When people use the term “evergreening” to describe pharmaceutical industry practices, they typically display an unwarranted confidence that they know exactly what they mean both descriptively and normatively. However, a consistent and coherent definition of “evergreening” does not appear to exist.

This article surveys legal, academic, trade, and popular sources that use the term “evergreening” to develop a taxonomy of the policies and actions to which the term is applied. We find that the term is used to cover roughly seven categories of circumstances. Our review finds that the use of the term, taken as a whole, is more typified by the diversity of practices to which it applies rather than any consistent meaning.

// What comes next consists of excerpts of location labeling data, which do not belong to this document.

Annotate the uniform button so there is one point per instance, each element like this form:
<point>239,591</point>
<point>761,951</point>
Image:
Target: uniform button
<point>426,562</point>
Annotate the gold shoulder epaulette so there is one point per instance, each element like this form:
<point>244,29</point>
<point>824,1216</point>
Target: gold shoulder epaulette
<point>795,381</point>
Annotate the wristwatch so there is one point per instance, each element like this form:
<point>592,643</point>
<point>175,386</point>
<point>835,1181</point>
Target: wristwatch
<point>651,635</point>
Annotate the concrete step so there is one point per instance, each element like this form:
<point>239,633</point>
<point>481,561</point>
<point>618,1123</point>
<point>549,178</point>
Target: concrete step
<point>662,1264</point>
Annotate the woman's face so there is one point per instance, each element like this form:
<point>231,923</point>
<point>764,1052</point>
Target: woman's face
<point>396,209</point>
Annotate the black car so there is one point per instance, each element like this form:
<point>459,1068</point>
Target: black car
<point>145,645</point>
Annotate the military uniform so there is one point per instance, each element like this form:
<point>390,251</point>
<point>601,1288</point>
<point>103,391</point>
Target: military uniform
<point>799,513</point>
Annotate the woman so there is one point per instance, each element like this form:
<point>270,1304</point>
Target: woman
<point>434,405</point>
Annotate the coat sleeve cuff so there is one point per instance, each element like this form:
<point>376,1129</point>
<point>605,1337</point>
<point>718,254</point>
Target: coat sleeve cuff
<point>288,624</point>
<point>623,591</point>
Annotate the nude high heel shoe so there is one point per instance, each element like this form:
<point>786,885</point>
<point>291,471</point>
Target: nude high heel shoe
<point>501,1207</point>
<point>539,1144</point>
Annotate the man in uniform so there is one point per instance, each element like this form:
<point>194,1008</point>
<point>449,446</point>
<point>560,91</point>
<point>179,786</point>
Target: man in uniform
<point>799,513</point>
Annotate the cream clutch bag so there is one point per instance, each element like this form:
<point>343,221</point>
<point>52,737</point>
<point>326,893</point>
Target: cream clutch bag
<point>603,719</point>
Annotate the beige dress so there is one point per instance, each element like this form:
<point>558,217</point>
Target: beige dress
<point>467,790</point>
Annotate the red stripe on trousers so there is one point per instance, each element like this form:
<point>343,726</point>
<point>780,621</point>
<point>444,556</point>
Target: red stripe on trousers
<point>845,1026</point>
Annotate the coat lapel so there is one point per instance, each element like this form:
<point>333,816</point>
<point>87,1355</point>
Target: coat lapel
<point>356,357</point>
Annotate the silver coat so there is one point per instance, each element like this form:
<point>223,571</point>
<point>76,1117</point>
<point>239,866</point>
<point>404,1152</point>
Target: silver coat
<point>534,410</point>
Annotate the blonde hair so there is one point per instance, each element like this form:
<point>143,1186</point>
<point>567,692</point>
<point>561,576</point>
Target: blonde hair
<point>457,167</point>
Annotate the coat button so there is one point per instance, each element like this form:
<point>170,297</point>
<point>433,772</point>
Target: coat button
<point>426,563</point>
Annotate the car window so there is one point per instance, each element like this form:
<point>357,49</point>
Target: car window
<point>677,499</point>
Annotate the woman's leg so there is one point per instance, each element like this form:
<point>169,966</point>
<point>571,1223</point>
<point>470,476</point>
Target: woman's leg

There are some commonalties, but they exist mostly at a general level.

We then analyze these seven categories to determine if the rhetoric matches the reality. Evergreening is most frequently used as a pejorative term, with a common implication that the “evergreener” is engaged in some sort of strategic behavior at least, or perhaps an immoral if not illegal practice. However, the categorical application of a pejorative term such as “evergreening” to any of the general policies and types of actions we examine is unwarranted and inappropriate. Proponents often apply the term to ordinary use of legal rights as they were designed and the concept makes no meaningful distinction between beneficial and problematic actions.

Unfortunately, “Evergreening” is a key concept in health policy that obscures far more than it illuminates. Once the term is stripped of misunderstandings and loose rhetoric, little of value remains. This is not to say that all policies and actions that extend or preserve exclusive rights are prudent or defensible in individual cases. Rather, the discussion regarding patents and public health would gain much clarity and rationality from addressing the disparate things labeled as “evergreening” on their individual merits.